Statistics is the science of collecting, organizing, and analyzing data. Statistics are divided into two main branches namely descriptive and inferential statistics. It is important for healthcare providers to understand the concepts associated with statistics in research reports. The paper explores the role of statistics in healthcare, including the difference between statistical significance and clinical significance and its importance in healthcare.
In the healthcare industry statistics plays crucial roles in resource allocation, quality improvement, needs assessment, and product development. Statistical information is crucial in the determination of the combination of goods the healthcare industry needs to produce, and the kind of resource which needs to be allocated in the production of goods. Therefore, statistics in healthcare is crucial in allocative and production efficiency. The private and public healthcare administrators have a responsibility of providing continuums of care to diverse populations. As a result, they apply statistics in comparing the existing services to the needs of the community and this explains the role of statistics in the needs assessment. Statistics assists healthcare providers in measuring the successes or failures of healthcare institutions which helps in quality improvement. Statistics helped in the development of various products such as innovative medicine. Moreover, statistics influence the pricing of products by describing consumer demands in measurable units.
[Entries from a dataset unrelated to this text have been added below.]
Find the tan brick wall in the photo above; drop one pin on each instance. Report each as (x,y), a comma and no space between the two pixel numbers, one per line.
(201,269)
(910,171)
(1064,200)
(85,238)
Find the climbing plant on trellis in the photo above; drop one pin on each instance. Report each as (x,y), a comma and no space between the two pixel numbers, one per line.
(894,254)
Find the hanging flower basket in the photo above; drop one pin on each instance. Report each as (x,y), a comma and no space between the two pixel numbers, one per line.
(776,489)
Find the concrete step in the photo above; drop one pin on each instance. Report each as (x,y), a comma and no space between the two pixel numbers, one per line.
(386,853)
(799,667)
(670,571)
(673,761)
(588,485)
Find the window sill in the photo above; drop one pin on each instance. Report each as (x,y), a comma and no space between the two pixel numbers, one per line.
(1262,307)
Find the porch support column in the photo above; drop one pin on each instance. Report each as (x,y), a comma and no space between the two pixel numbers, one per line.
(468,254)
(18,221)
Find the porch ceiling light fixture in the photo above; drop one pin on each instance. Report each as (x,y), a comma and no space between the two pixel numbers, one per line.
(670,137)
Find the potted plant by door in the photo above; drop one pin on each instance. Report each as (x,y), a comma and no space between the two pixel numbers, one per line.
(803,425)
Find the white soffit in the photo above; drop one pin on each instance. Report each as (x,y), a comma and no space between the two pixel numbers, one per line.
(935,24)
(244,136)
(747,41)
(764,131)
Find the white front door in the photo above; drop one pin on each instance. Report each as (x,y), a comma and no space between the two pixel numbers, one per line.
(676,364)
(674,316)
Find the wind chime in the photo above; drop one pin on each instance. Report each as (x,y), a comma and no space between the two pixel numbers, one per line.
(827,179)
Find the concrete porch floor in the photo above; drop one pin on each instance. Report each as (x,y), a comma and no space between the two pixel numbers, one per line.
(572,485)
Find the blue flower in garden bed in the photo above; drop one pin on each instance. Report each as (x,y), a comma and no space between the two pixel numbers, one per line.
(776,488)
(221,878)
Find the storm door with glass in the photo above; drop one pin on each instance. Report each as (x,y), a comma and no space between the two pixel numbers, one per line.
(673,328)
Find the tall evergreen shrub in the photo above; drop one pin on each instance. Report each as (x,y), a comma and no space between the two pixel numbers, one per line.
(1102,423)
Statistical significance is not the same as clinical significance. Researchers should look beyond the point outcomes of statistical tests when interpreting clinical results. The range of possible results as defined by confidence intervals should be considered when making clinical recommendations. Investigators often use statistical tests to decide if an outcome is significant. For example, does a medication significantly improve a patient’s health compared to placebo? In literature, the answer to this question is often given as a p-value, a single figure indicating the meaningfulness of the results.
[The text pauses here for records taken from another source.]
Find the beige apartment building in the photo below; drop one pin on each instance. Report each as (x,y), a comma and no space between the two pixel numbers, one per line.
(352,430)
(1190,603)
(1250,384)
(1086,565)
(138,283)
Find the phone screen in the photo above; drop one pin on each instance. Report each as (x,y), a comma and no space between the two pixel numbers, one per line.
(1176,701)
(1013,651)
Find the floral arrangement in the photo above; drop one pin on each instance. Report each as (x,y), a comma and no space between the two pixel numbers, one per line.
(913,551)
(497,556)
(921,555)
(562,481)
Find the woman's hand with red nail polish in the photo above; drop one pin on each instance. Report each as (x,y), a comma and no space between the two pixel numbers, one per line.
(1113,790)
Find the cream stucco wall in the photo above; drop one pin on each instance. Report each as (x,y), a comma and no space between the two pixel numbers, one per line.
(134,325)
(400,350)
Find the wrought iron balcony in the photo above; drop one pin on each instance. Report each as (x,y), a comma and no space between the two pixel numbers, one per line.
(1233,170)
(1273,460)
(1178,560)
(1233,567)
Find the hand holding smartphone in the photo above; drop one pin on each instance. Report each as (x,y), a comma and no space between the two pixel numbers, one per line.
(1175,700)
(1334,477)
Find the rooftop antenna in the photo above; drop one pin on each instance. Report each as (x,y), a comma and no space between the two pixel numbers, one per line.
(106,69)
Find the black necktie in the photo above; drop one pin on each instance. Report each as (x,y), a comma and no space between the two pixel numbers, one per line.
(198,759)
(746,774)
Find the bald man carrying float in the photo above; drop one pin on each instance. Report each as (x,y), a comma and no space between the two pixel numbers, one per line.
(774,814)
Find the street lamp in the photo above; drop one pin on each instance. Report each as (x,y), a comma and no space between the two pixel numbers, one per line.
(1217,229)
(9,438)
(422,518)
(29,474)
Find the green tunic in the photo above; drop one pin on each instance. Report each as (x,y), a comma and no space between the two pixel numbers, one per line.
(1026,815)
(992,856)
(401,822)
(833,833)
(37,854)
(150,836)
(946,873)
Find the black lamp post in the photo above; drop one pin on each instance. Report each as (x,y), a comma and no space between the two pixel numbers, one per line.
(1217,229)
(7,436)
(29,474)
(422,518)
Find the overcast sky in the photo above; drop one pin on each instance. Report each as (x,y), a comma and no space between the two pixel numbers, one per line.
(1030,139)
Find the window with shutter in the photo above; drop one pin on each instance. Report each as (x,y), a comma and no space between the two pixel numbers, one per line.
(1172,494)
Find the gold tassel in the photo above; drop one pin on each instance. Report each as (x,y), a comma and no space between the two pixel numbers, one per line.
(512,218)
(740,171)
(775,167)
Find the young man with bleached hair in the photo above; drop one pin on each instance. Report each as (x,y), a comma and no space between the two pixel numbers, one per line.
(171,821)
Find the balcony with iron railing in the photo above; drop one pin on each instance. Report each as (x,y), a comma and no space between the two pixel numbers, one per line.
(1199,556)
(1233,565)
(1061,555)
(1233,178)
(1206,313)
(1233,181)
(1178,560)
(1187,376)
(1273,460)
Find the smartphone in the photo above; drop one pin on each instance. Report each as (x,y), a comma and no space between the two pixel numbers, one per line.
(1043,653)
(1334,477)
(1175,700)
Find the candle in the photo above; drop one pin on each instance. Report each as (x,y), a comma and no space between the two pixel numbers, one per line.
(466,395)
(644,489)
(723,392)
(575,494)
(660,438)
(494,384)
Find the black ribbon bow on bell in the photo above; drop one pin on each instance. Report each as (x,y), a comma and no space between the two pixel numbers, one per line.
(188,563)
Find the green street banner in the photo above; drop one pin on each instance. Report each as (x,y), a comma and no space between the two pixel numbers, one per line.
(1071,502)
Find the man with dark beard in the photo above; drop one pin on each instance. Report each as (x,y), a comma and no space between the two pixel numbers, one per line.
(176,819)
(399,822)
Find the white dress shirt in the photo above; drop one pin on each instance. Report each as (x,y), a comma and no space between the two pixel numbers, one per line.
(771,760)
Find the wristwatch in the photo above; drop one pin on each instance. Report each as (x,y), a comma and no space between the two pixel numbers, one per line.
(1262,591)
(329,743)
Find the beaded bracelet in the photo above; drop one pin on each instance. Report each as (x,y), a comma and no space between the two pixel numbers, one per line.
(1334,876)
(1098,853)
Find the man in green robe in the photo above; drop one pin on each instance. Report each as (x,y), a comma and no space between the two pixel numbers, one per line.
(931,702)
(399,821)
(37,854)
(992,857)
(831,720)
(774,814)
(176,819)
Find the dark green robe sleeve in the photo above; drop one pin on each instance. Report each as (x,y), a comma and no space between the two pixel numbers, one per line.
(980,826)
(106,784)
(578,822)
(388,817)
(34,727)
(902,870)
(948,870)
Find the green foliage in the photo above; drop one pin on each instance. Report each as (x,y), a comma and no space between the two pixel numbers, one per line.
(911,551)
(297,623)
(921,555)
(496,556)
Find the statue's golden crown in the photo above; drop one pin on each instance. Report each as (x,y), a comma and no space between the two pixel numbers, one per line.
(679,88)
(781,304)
But what happens when the effects of the treatment being considered fail to show a significant result? Should physicians shy away from these therapies? The answer is no because such treatments may still have clinical relevance. Just because a medical treatment does not reach statistical significance does not rule out the possibility of being beneficial or harmful. Therefore, it is important to understand the difference between statistical significance and clinical significance. The researchers are at risk of missing potentially useful results by failing to look beyond the p-values and thus both the statistical significance and the clinical significance really matter in the healthcare practice.